When did you settle on the group's name, and was it a unanimous decision... I came up with the songs and the band name, and then subsequently formed the band. Not quite a logical progression I know.

The origins of the band name derive from my Belgian roots and there being a touch of royalty on Dad's side of the family. The 'Conspiracy' reference was simply added for punch.



In the studio we usually... Make a lot of bad jokes; the more unfunny the joke, the better. It's actually hard to make jokes that are funny because they're so not funny.

If we could tour with anyone... Damien Jurado would be great. Would love to sit and listen to his songs every night. Some of his songs really pierce me.

Social media is... Like your annoying uncle or aunt. It's a love-hate relationship.



My favourite app at the moment is... The AFL app. It's finals time. I am a Sydney Swans tragic.

To date, my most embarrassing moment was the time... I squashed my Year 5 school teacher's foot under the table. I thought I was squashing my friend's foot who was sitting on the other side of the table, not the foot of the teacher standing to the side of my desk. The teacher was very unimpressed. Hi Mr Robertson if you're reading! I'm sorry!

Life on the road can be... Boring and slow at times, but overall it's great as there's often something new to keep you engaged and feeling alive.

If you'll have us on your bill, all I ask is that our rider contains... Infinite gin and tonics.

The most scary scenario I've found myself in, was... Busking in the London Underground facing a lot of angry hooligan-type football supporters who didn't look too impressed with my face, my voice and my general existence.

What celebrity/ famous person would you love to be spokesperson of the band... Let's go with Prince Charles. It makes no sense and it would not work so it would be funny to watch.

If you had to live in a city abroad, where would you choose and why? Brussels, back to where my extended family live and a bit of my heart is.

Three people you'd like to invite around for a dinner party... Keith Richards, Gillian Welsh and Slash. It'd be a fun dinner party. Though as I'm currently in lockdown I'd actually happily settle for mum, dad and my brother. It's been a while since I've seen them.

If we were coming over to your place, what would you cook us? My famous pasta. Simple but good, it's a winner. Spaghetti topped with olive oil, lemon juice, slow-cooked cherry tomatoes, fried onion and salami, and a tonne of tabasco sauce. It'll knock your socks off.



When it comes to pets are you a lover or hater of our furry friends? Lover. I will pat your dog and it can sleep on my bed. Yes, I know most people find that gross but there you go.

No matter the expense, send me a case of... Chocolate gelato, with a spoon.

The last time I saw the inside of a gym was... A long time ago in a distant galaxy known as the pre-COVID universe.

What's the one chore you dislike the most? Mopping, it's the worst. Give me a vacuum instead any day.

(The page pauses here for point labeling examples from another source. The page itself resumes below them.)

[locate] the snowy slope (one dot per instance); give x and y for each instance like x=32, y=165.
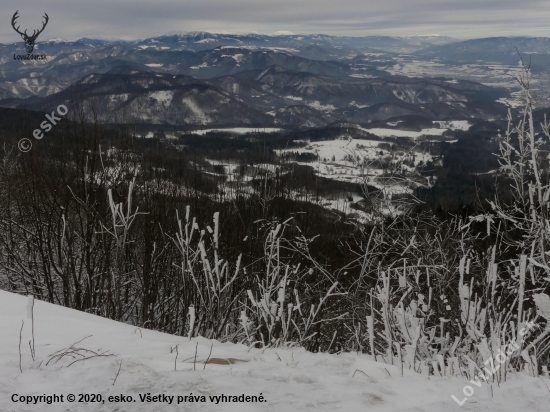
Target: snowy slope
x=289, y=379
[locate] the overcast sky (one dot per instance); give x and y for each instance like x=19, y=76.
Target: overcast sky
x=137, y=19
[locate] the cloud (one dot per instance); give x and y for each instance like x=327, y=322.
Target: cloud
x=134, y=19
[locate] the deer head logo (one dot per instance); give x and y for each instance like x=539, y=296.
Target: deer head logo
x=29, y=40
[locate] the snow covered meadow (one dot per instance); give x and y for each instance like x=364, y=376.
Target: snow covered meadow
x=140, y=362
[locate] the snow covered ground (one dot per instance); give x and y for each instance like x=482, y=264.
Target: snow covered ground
x=286, y=379
x=240, y=130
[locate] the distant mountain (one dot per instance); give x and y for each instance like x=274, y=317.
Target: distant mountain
x=126, y=95
x=273, y=95
x=501, y=50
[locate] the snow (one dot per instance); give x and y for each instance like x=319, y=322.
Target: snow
x=241, y=130
x=289, y=380
x=162, y=96
x=463, y=125
x=404, y=133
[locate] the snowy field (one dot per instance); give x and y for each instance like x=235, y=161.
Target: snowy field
x=240, y=130
x=144, y=362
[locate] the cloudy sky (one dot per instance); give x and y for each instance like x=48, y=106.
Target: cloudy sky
x=136, y=19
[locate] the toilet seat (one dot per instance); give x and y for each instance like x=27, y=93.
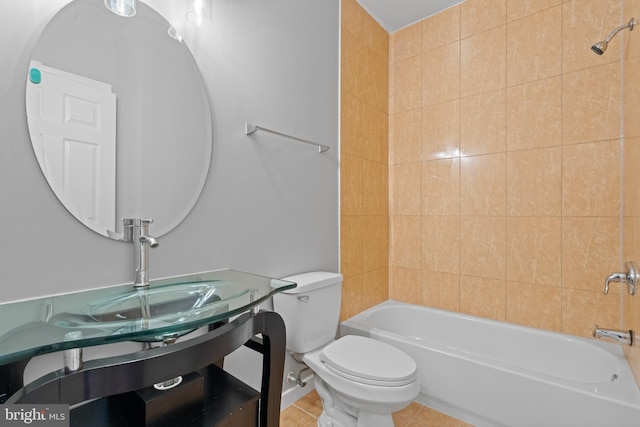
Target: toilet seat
x=368, y=361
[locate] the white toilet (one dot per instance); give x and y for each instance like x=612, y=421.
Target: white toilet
x=361, y=380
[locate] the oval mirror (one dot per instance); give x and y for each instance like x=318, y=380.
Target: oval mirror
x=119, y=117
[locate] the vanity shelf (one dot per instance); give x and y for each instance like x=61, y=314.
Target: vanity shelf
x=111, y=376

Do you have any phobias... No real phobias, however I hate knowing anything about a movie before I see it. When going to the cinema my friends pick the movie and don't even tell me the title or genre.

Would you ever partake in a reality show? No, I wouldn't last a day. I'm just not made for it.

If you could prank any of your friends, who's your target, and how are you bringing them down? My friend Mick. We generally spend most of our friendship launching outrageous mischaracterisations and untrue insults at each other.

Best local takeaway joint for a midnight feed that will leave you with a food coma? I'm quite partial to some serious gelato overindulging. In particular at a gelato place called Spilt Milk when I'm in Canberra. I have slight addiction issues with their pistachio gelato.

Which fictional character best describes your personality? I've had a couple of friends liken me to Jerry Seinfeld because I can be very particular about certain things; for example, where I want to sit in a café or a pub.

Last show you binge-watched? 'Dead To Me'.